Нежный, как девушка, и мужественный, как суровый воин, он мучился и жил единственной, все заменяющей страстью — поэзией. Его крестный литературный отец Алексей Николаевич Плещеев признавал в нем несомненный дар поэта. Три издания его первой книги стихов моментально разлетелись по России. О Надсоне много писали в журналах и газетах, его преследовали поклонники и поклонницы, а он по-прежнему сомневался в себе, считая, что его просто боятся огорчить, и, чтобы унять свои тайные, тревожные сомнения, — искал постоянного подтверждения своего места в литературе. Он занимался рецензиями и обзорами, регулярно выступал в киевской газете «Заря». И часто прикованный к дому, к постели, с трепетом ждал и читательских писем и молодых людей, которые приносили на суд его свои стихи. Он искал признания.

А недавно у него чуть не начался роман с одной поклонницей — г-жой Л. В. Ф., или просто Любушкой. Она, если верить ее письмам к нему, была знатной дамой, аристократкой, графиней, заочно влюбилась в него, плебея, все время искала встречи с ним, а он жаждал ее видеть и одновременно избегал, боясь показаться перед ней несчастным и больным. Он шутя пригласил ее на свой литературный вечер, а она зло и обидно отпарировала: «Зачем подчеркиваете вы вашу шутку? Мне и в голову не могла прийти мысль, чтобы вы серьезно просили меня петь в пользу каких-то косматых писателей и ученых! Знайте, пожалуйста, ваш шесток!»

Да, нынешний вечер был ему нужен. Он уверял себя: для погашения долга Литературному Фонду. Но было в глубине души и другое: проверить себя вновь на публике и, больше — в который раз! — поверить в себя. Нет, он, конечно, не Тургенев, не Толстой, не Плещеев, не Полонский. Но, может, он, Надсон, тоже чего-нибудь стоит?

Друзья заехали за ним минут за сорок до начала вечера:

— Ну, как, Семен Яковлевич, готовы? Как самочувствие-то?

Несмотря на молодость, Надсона почти никто не называл просто по имени, даже те, кто был много старше его.

Семен Яковлевич пересилил себя:

— Готов, а самочувствие сносное.

Они вышли к извозчику.

Надсон подкашливал и зябко держался за грудь.

Извозчик, совсем еще молодой, солидный мужчина с рыжей бородой, очень напоминавший городового, увидев бледного, изможденного пассажира, поинтересовался:

— К доктору?

— Не к доктору, служивый, а в театр, — как можно бодрее сказал Семен Яковлевич. — В театр Бергонье.
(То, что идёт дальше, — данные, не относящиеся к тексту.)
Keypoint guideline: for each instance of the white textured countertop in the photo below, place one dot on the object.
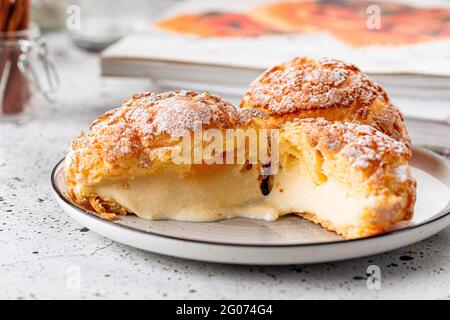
(45, 254)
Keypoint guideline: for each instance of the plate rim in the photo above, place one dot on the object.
(441, 215)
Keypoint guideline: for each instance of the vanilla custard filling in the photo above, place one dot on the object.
(234, 192)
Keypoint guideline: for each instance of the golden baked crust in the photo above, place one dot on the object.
(366, 161)
(327, 88)
(137, 138)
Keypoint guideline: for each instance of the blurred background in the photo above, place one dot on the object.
(72, 60)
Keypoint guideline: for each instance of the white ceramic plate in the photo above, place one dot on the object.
(289, 240)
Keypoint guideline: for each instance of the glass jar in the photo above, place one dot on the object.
(24, 69)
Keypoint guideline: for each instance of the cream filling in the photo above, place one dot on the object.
(209, 196)
(231, 192)
(295, 191)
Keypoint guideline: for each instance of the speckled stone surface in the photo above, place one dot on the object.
(45, 254)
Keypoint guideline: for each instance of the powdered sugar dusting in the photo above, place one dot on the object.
(362, 145)
(146, 117)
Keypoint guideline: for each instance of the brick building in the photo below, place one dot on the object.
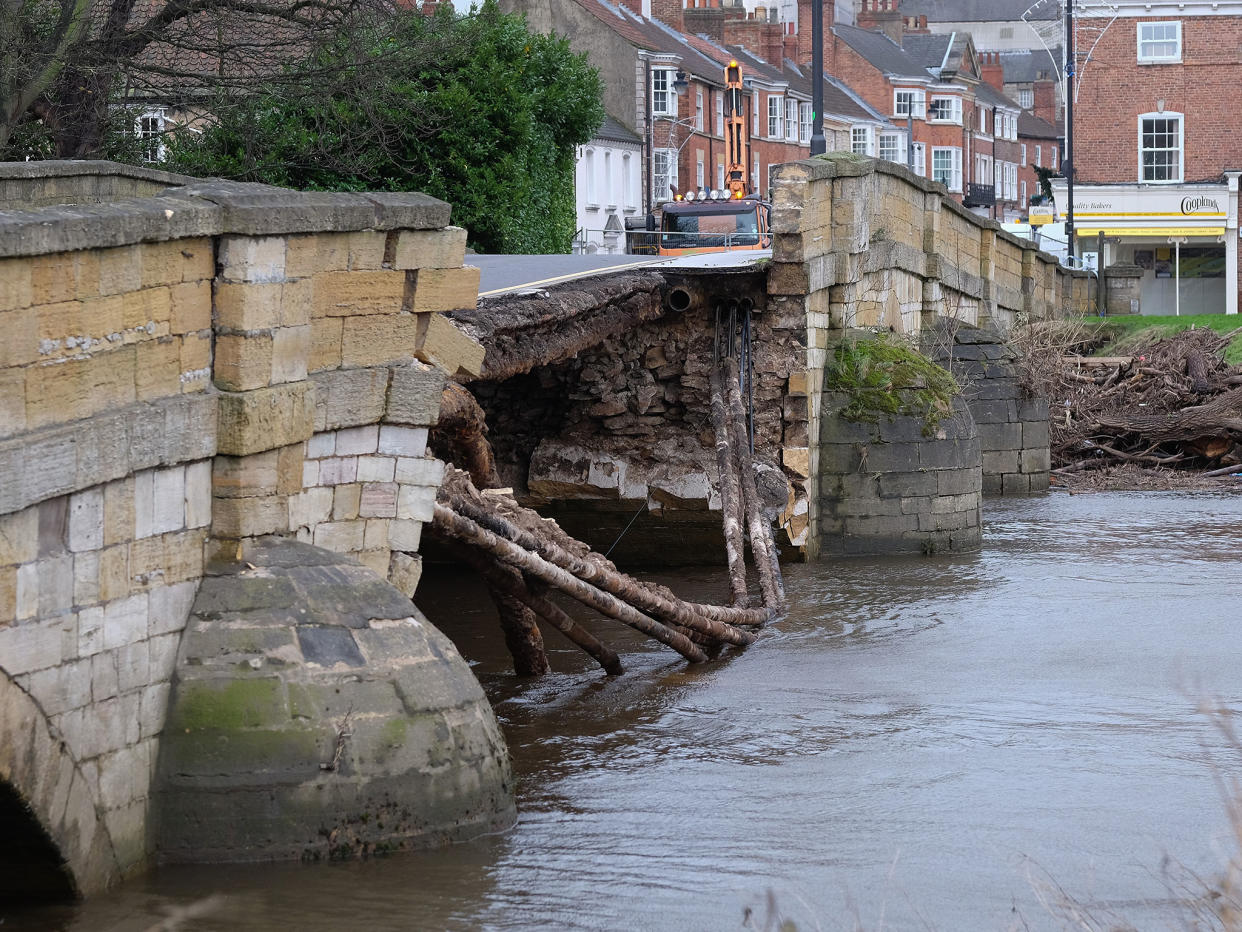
(1156, 157)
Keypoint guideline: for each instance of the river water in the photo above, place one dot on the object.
(975, 742)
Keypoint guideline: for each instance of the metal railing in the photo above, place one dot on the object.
(645, 241)
(979, 195)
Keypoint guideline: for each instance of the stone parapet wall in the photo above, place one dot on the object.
(165, 392)
(41, 184)
(861, 242)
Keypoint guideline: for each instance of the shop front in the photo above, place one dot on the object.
(1184, 237)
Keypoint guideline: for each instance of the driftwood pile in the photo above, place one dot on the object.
(1171, 404)
(521, 556)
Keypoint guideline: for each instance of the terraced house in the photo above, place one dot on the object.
(1156, 155)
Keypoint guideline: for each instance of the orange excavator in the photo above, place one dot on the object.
(719, 220)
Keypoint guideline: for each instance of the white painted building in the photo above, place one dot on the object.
(607, 182)
(1184, 237)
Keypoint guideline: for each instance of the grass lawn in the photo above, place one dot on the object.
(1130, 332)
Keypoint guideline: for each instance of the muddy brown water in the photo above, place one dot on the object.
(950, 743)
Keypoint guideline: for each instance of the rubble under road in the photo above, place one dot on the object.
(1166, 415)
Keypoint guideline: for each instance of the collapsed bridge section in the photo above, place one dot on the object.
(598, 397)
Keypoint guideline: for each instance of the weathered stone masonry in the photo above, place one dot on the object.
(866, 244)
(213, 363)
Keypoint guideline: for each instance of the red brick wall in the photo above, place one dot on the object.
(1115, 90)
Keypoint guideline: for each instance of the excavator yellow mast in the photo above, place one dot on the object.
(734, 132)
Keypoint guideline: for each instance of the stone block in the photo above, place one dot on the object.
(55, 584)
(414, 395)
(419, 471)
(437, 290)
(8, 595)
(126, 621)
(427, 249)
(404, 536)
(245, 476)
(441, 342)
(338, 470)
(114, 580)
(158, 368)
(13, 402)
(169, 607)
(347, 398)
(118, 511)
(1000, 436)
(1015, 484)
(90, 631)
(383, 291)
(198, 493)
(405, 571)
(345, 501)
(1000, 462)
(250, 517)
(1035, 434)
(1037, 460)
(376, 469)
(291, 353)
(19, 537)
(954, 482)
(1033, 409)
(169, 500)
(322, 445)
(378, 500)
(144, 503)
(31, 646)
(326, 339)
(133, 666)
(379, 339)
(251, 259)
(797, 460)
(266, 418)
(416, 502)
(340, 536)
(908, 484)
(358, 441)
(994, 411)
(949, 454)
(403, 441)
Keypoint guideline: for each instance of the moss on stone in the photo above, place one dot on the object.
(884, 378)
(230, 705)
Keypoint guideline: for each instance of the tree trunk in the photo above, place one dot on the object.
(761, 544)
(630, 590)
(460, 436)
(730, 503)
(461, 528)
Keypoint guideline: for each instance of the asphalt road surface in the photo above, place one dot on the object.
(506, 274)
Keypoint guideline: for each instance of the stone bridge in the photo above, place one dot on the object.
(215, 403)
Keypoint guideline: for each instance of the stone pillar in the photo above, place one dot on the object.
(262, 321)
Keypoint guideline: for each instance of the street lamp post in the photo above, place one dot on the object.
(819, 144)
(1068, 165)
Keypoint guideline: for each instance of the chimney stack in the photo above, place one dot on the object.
(991, 71)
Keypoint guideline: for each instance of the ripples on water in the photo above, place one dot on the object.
(923, 743)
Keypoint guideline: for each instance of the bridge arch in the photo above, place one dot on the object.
(56, 844)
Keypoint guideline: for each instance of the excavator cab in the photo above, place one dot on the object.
(713, 225)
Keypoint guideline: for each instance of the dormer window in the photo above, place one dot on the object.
(945, 109)
(1159, 42)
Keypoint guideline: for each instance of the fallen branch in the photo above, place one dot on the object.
(614, 583)
(458, 527)
(730, 497)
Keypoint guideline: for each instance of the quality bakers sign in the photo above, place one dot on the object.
(1202, 204)
(1148, 210)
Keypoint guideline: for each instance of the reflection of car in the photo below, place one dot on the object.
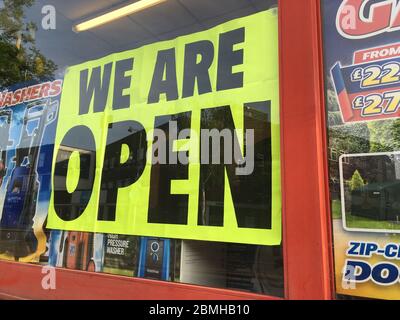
(377, 201)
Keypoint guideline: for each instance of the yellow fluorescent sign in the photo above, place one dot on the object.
(104, 176)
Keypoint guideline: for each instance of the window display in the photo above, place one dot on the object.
(362, 76)
(145, 145)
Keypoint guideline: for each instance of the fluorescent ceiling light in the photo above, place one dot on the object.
(115, 14)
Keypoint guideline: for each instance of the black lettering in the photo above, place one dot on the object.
(97, 86)
(70, 206)
(197, 70)
(116, 175)
(251, 194)
(165, 65)
(228, 58)
(164, 207)
(122, 82)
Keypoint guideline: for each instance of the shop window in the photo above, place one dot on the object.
(176, 67)
(362, 89)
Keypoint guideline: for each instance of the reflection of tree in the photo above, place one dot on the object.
(352, 138)
(20, 60)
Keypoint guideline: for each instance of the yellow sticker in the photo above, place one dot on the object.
(111, 109)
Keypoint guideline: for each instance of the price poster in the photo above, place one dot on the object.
(362, 83)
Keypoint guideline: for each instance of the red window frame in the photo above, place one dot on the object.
(306, 209)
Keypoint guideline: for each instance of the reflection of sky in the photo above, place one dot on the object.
(338, 48)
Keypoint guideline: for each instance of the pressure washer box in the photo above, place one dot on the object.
(27, 136)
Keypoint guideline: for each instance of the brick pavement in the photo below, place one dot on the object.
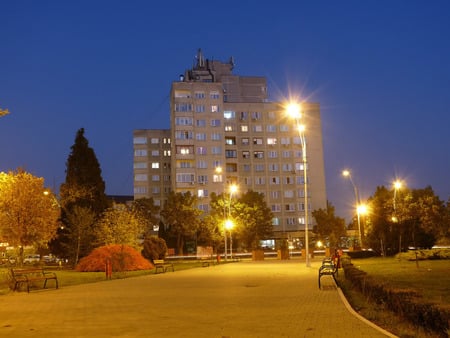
(246, 299)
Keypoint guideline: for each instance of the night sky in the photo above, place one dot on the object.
(379, 69)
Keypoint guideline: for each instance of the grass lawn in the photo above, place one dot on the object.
(431, 278)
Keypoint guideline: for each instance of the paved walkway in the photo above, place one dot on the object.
(245, 299)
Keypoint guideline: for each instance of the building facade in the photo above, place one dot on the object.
(225, 131)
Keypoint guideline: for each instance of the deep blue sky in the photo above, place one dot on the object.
(379, 69)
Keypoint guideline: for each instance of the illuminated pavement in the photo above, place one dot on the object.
(246, 299)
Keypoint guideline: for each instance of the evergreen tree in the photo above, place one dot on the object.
(83, 189)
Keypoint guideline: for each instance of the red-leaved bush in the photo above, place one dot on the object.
(121, 258)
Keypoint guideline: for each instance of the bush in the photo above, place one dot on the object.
(121, 257)
(154, 248)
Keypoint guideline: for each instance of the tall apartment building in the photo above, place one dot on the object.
(222, 120)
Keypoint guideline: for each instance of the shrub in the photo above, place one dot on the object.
(154, 248)
(122, 258)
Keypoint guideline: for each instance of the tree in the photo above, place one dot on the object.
(254, 219)
(118, 225)
(29, 214)
(181, 217)
(147, 213)
(83, 190)
(329, 226)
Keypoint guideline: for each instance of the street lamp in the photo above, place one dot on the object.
(294, 111)
(359, 207)
(397, 186)
(228, 226)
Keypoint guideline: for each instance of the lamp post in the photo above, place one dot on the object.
(347, 173)
(397, 186)
(218, 171)
(294, 111)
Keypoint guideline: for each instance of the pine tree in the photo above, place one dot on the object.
(83, 189)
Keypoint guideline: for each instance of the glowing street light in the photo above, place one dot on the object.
(359, 207)
(294, 110)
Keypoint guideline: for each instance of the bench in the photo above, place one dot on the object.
(161, 265)
(30, 275)
(207, 260)
(328, 268)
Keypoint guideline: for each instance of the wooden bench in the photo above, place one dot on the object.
(161, 265)
(30, 275)
(328, 268)
(207, 260)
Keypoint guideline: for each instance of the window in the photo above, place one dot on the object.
(200, 123)
(271, 141)
(201, 137)
(199, 95)
(257, 141)
(183, 135)
(185, 178)
(202, 193)
(140, 190)
(258, 154)
(140, 152)
(214, 95)
(230, 153)
(288, 193)
(215, 123)
(140, 165)
(275, 180)
(271, 128)
(259, 167)
(183, 121)
(140, 177)
(230, 140)
(273, 167)
(199, 108)
(202, 179)
(183, 107)
(229, 114)
(202, 164)
(140, 140)
(216, 136)
(276, 207)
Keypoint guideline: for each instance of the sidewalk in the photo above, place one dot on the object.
(245, 299)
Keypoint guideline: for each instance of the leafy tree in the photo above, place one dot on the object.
(118, 225)
(29, 215)
(154, 248)
(83, 188)
(253, 217)
(181, 217)
(329, 226)
(147, 213)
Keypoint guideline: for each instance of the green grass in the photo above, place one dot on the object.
(431, 278)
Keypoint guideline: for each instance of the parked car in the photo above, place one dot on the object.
(30, 259)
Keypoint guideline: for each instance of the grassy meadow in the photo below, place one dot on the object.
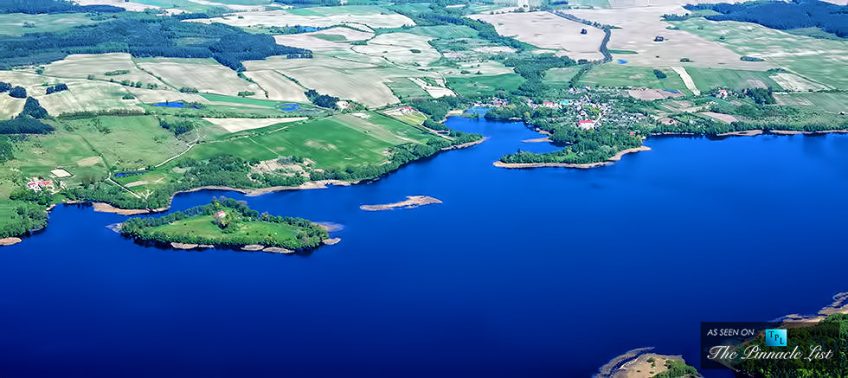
(484, 85)
(709, 78)
(624, 76)
(19, 24)
(822, 61)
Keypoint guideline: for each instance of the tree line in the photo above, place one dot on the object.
(53, 6)
(145, 36)
(28, 121)
(783, 15)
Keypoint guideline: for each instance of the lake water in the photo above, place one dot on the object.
(531, 273)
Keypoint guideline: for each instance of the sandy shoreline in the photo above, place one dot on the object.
(102, 207)
(410, 202)
(464, 145)
(609, 161)
(743, 133)
(537, 140)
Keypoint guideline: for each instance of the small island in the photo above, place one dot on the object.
(410, 202)
(227, 223)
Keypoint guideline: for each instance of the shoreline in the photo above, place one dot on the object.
(102, 207)
(5, 242)
(465, 145)
(607, 162)
(410, 202)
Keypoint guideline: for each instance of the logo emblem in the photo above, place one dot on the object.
(776, 337)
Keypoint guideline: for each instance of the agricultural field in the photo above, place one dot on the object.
(407, 115)
(134, 6)
(484, 85)
(127, 143)
(624, 76)
(834, 102)
(38, 155)
(820, 62)
(205, 75)
(637, 26)
(709, 78)
(344, 74)
(116, 67)
(340, 141)
(361, 17)
(276, 86)
(560, 76)
(19, 24)
(405, 88)
(548, 31)
(234, 125)
(327, 39)
(404, 49)
(442, 31)
(10, 107)
(87, 96)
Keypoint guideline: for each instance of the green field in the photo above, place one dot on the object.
(18, 24)
(39, 154)
(484, 85)
(821, 60)
(560, 76)
(341, 141)
(203, 226)
(709, 78)
(442, 31)
(185, 5)
(834, 102)
(128, 143)
(353, 10)
(623, 76)
(226, 222)
(404, 88)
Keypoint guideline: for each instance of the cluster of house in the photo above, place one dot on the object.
(38, 184)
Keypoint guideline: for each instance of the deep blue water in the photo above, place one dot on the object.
(520, 273)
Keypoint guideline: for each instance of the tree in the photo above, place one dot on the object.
(32, 108)
(18, 92)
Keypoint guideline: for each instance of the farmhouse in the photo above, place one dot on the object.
(586, 124)
(36, 184)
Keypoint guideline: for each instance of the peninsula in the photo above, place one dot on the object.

Театр Савина ныне.

— Как изволите, — согласился извозчик. — Знаем и Савина.

Надсон приехал в театр совершенно без сил, опустошенный и настороженный.

Восторженная толпа подхватила его на руки и вынесла на сцену.

Надсон стоял на сцене, полный смущения и восторга — худой, с дерзкой черной шевелюрой и бородой, и растерянно смотрел в зал.